Californians No Bragging Rights are next up, both aesthetically and sonically different to the performance Creeper delivered. No Bragging Rights aren’t here for tomfoolery, they’re here to get shit done and make sure every person in the crowd is listening. Performing tracks from 2014’s ‘The Concrete Flower’, their fast-paced hardcore fills the room with angst and distortion, each chorus allowing for a little bounce and crowd action. Many of the anthems on the record have dark meanings behind them and vocalist Mike Perez is very outspoken about such issues, but although it can often be intriguing to hear the tales behind each track, it all got a little too bleak to enjoy. There’s only so many times you can hear about suicide, broken homes and almost killing your friends in a car accident before you start losing sight of what you’re here for, to enjoy the music.

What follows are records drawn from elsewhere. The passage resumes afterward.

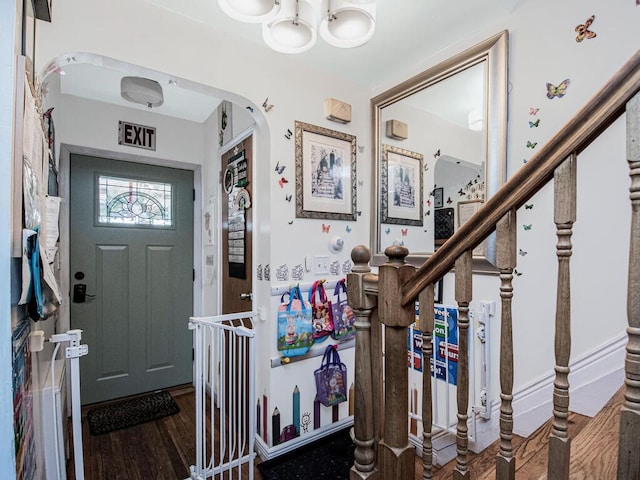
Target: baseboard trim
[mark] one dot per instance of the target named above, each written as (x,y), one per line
(267,453)
(593,380)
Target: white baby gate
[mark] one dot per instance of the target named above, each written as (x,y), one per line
(224,378)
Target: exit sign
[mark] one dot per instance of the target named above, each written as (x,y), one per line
(135,135)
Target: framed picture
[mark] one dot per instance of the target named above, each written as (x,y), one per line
(438,194)
(325,173)
(401,186)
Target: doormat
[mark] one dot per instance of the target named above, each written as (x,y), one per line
(330,457)
(128,413)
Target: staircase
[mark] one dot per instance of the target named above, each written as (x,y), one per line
(591,456)
(383,450)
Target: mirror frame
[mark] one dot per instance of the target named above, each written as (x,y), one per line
(493,51)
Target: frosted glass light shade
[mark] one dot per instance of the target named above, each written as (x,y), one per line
(141,90)
(250,11)
(286,34)
(348,25)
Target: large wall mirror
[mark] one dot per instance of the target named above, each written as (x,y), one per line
(440,150)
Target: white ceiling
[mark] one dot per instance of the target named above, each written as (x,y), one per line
(407,33)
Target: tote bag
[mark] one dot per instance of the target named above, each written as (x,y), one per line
(331,378)
(343,316)
(322,314)
(294,324)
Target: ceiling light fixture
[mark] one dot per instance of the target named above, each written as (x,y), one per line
(141,90)
(292,26)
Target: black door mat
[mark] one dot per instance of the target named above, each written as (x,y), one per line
(330,457)
(128,413)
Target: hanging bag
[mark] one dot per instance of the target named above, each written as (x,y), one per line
(322,315)
(294,324)
(343,316)
(331,378)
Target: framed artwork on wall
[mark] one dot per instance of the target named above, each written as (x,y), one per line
(438,197)
(401,186)
(325,173)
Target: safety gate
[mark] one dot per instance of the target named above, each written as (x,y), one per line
(224,378)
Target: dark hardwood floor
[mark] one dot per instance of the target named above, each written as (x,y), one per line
(164,449)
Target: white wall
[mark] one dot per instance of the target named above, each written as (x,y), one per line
(599,262)
(8,46)
(542,49)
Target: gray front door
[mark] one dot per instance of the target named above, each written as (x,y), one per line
(131,268)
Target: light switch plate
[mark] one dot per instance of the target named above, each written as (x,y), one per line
(321,265)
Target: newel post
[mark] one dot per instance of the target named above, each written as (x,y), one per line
(363,417)
(396,455)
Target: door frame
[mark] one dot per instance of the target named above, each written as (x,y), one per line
(66,150)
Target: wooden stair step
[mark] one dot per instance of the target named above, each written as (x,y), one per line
(594,452)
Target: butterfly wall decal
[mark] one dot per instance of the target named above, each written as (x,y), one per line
(559,91)
(583,30)
(280,168)
(266,105)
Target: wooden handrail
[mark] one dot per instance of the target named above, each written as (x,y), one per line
(584,127)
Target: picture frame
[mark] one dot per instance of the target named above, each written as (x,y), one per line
(401,186)
(438,197)
(325,173)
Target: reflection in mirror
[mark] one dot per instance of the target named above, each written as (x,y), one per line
(454,117)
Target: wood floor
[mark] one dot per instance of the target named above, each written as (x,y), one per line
(164,449)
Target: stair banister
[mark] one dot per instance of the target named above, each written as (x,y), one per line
(598,114)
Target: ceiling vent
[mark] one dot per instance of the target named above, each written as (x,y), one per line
(141,90)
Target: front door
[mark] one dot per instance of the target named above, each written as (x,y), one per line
(131,268)
(237,228)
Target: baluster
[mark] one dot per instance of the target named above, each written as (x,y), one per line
(564,217)
(395,453)
(506,262)
(362,304)
(426,325)
(463,297)
(629,448)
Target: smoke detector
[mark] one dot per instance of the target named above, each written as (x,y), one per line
(141,90)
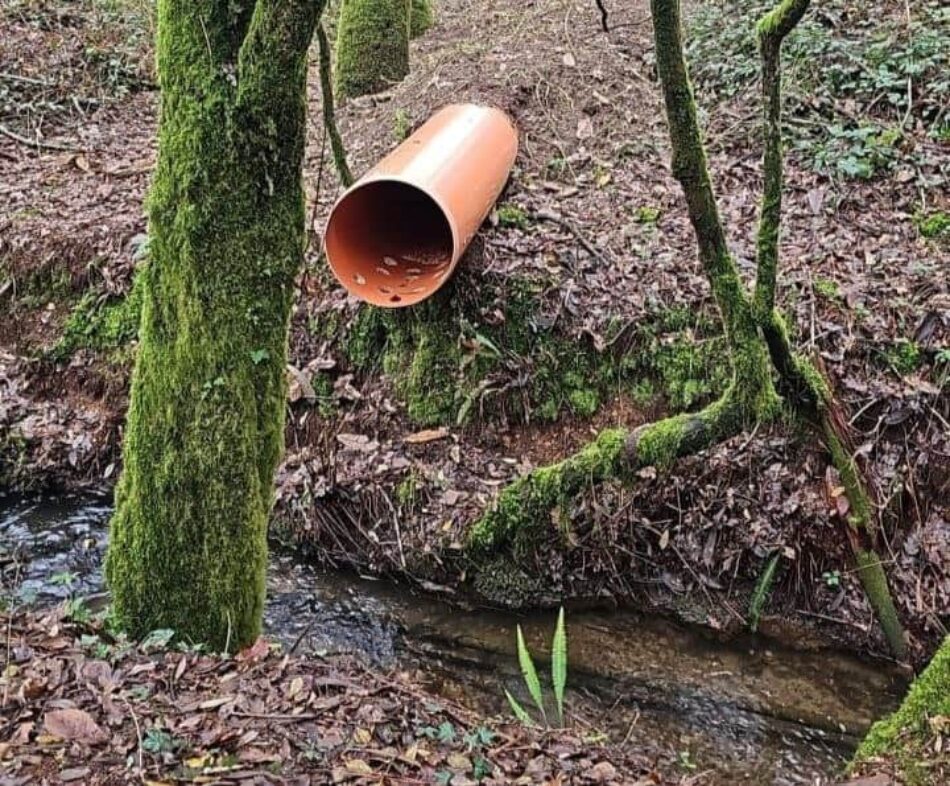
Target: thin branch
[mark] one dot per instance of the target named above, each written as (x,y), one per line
(23,140)
(691,169)
(603,15)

Having spent most of 2013 and 2014 giving in to their long-term fans’ requests of playing their older material, with specialist album shows receiving high praise, tonight was about celebrating how far Funeral for a Friend have travelled in their fourteen years. Now on their seventh studio album with ‘Chapter and Verse’, it’s understandable that the setlist focuses around their recent work, kicking things off with ‘Pencil Pusher’ and tracks featured on 2013’s ‘Conduit’.

Undeniably they can’t get far through a set without bringing up the past, as ‘Streetcar’ and ‘Bend Your Arms to Look Like Wings’ receive the first real cheers of the night. Touching upon some of the issues raised in ‘Chapter and Verse’, frontman Matt Davies-Kreye giving an insight to his lyrical influences for ‘1%’ and ‘The Jade Tree Years Were My Best’ it appears the audience are warming to this album more than they have done previously. However there was something that didn’t quite sit right with their overall performance, it didn’t look as comfortable as usual, some of the sound levels were out and it was a little more than rough around the edges, which is slightly disappointing.

That said, it’s Funeral for a Friend. They’ve been through plenty of shit throughout their time as a band and have never been ones to polish their art so it’s perfect. They like being inconsistent with their sound and sometimes that lack of perfection appears in their live shows. But in true Funeral for a Friend fashion, before any negative thoughts can settle in, the instantly recognisable chimes of ‘History’ echo out and that little shiver runs up the spine, as it always does when you hear over a thousand people chant back that chorus. ‘Roses for the Dead’ is our final dose of energy for the evening, not a single word left unsung by the crowd, the band gives their thanks and appreciation for always supporting them and they leave the stage, the venue lights come on but the crowd refuse to move.

Funeral for a Friend are a band who never do encores, ever. Tonight though, with the fans demanding just one more drop of nostalgia before making their way home, and the band not being ones to leave their fans disappointed, they make an exception to the rule and return once more. As they quickly decide on an unrehearsed, last minute addition they launch into ‘Escape Artists Never Die’ and the atmosphere in the Ballroom becomes electric, with people rushing back in to witness the surprise encore. Bassist Richard Boucher flips himself into the audience for the final chorus and it’s evident that tonight has been unlike any show they’ve played in a while, something the band could not be more thankful for.